Sankt Wendel und Sport – beides gehört zusammen. Schließlich findet in der Sportstadt alljährlich der Globus-Marathon statt, der sowohl Läufer als auch begeisterte Zuschauer anlockt.
Wer sich sportlich betätigen möchte, muss jedoch nicht erst vom Sofa aufstehen. Auch im heimischen Wohnzimmer lassen sich die Muskeln trainieren – etwa in der Werbepause der Lieblingssendung.
Sport auf dem Sofa – geht das überhaupt?
Vielleicht kennt der ein oder andere die folgende Situation. Man nimmt sich vor, mehr Sport zu treiben, doch draußen warten Hitze oder klirrend kalte Luft. Oft sinkt dadurch die Motivation zum Sporteln auf einen Tiefstwert.
Zwar kann man sich bei jedem Wetter an der frischen Luft sportlich betätigen. Meist bleibt man dann aber doch auf der gemütlichen Couch sitzen. Dass das nicht bedeutet, dass man auf die tägliche Ration Bewegung verzichten muss, zeigen die folgenden Übungen.

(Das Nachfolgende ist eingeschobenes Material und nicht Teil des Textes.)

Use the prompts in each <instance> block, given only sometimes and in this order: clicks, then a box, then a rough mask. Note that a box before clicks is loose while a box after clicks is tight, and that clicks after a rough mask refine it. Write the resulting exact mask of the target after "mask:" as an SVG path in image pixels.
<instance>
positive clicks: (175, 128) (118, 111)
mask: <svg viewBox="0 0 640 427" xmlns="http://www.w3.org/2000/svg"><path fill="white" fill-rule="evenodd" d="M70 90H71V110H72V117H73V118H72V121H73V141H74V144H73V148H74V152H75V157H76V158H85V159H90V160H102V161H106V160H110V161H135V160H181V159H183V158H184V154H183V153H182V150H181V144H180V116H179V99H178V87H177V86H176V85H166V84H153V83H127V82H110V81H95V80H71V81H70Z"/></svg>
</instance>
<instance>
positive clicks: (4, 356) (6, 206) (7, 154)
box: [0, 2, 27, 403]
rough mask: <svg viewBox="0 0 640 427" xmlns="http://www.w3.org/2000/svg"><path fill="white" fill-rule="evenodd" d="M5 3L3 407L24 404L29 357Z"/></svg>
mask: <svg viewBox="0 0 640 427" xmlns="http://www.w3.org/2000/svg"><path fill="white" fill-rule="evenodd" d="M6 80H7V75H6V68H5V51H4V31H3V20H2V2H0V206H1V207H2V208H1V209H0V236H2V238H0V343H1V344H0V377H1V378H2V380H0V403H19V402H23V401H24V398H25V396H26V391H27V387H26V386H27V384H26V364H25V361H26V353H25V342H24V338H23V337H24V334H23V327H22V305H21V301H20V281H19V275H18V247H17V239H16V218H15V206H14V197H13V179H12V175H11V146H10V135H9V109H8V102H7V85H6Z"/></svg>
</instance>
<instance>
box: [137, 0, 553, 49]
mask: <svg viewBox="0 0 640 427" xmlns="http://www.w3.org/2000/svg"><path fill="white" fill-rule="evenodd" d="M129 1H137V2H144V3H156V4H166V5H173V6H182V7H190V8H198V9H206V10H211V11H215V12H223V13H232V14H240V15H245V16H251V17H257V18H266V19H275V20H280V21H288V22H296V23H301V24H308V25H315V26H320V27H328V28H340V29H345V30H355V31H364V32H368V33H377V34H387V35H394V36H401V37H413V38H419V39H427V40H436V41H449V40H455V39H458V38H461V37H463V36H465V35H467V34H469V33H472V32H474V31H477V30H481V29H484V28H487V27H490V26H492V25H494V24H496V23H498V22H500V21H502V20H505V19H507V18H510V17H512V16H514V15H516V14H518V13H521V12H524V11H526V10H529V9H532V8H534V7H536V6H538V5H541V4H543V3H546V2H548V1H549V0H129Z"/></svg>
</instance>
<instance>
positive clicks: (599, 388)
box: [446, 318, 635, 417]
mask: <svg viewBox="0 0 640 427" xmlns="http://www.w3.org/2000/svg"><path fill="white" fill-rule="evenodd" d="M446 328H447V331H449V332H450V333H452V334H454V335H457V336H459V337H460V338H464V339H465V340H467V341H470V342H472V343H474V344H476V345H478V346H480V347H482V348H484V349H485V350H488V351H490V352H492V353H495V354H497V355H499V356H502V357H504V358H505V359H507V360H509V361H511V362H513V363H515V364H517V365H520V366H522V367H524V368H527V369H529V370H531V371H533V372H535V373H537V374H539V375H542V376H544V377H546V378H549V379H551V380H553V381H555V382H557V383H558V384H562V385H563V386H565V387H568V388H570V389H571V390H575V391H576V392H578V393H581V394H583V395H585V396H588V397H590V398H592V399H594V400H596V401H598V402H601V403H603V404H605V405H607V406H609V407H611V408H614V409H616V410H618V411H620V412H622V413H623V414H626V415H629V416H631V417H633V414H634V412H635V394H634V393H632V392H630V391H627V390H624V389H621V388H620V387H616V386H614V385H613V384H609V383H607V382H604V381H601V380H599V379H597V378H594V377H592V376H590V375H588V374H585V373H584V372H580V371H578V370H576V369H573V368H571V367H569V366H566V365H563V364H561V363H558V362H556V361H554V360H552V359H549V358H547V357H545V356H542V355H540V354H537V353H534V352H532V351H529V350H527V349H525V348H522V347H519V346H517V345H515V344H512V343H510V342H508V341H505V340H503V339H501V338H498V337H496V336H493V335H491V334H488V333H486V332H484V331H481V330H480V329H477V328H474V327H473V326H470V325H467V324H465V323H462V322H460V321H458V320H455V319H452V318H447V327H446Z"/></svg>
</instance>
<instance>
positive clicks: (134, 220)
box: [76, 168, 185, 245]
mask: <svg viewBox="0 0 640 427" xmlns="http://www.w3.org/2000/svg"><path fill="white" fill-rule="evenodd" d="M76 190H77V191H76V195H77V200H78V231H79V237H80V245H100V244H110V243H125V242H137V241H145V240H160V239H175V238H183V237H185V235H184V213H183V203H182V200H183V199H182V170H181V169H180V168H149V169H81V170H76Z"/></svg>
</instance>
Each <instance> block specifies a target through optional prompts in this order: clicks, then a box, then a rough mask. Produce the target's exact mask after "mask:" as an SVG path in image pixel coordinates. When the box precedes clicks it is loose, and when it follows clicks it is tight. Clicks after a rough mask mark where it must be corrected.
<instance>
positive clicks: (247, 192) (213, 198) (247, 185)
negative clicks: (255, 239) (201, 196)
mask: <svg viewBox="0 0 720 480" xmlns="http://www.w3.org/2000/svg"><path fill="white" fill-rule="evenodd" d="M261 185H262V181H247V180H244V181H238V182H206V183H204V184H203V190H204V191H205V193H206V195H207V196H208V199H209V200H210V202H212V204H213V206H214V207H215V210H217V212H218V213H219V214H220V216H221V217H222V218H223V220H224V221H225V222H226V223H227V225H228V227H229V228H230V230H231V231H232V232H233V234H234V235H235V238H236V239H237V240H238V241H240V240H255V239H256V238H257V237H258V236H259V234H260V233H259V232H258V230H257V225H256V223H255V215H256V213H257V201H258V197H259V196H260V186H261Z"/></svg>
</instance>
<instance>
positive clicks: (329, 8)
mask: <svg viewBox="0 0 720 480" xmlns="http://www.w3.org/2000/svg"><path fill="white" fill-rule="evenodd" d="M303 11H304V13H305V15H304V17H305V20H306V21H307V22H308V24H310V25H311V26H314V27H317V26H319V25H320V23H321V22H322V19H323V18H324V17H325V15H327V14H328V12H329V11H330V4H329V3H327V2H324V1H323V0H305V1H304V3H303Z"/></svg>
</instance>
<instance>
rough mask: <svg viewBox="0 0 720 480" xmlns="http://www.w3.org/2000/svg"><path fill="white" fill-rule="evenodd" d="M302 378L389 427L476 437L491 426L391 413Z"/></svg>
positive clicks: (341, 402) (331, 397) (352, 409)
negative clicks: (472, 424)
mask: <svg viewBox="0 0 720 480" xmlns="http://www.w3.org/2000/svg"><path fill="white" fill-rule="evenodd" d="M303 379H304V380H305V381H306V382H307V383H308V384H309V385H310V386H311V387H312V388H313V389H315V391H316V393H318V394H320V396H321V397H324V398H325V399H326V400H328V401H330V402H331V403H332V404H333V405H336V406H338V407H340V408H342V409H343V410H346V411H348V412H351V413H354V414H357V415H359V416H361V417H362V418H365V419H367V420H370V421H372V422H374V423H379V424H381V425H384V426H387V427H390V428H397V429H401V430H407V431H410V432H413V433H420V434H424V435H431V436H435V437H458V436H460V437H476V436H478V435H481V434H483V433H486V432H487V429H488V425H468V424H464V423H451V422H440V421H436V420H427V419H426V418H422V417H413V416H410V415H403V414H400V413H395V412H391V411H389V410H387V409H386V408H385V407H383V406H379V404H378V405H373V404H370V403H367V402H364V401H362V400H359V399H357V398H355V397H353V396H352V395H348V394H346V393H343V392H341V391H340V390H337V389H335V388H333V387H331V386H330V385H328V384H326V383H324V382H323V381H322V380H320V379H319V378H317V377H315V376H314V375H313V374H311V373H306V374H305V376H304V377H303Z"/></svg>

Bessere Balance mit dem Kissenberg
Die gute Nachricht: Für die Sportübungen mit dem Sofa braucht es keine weiteren Sportgeräte. Das bedeutet, das Training kann ohne weitere Vorbereitung beginnen.
Wer seine Muskulatur stärken möchte, kann natürlich versuchen, die Couch mit einem Arm in die Luft zu stemmen. Die meisten Übungen fallen jedoch deutlich leichter aus – etwa das Balance-Training mithilfe der Sofakissen.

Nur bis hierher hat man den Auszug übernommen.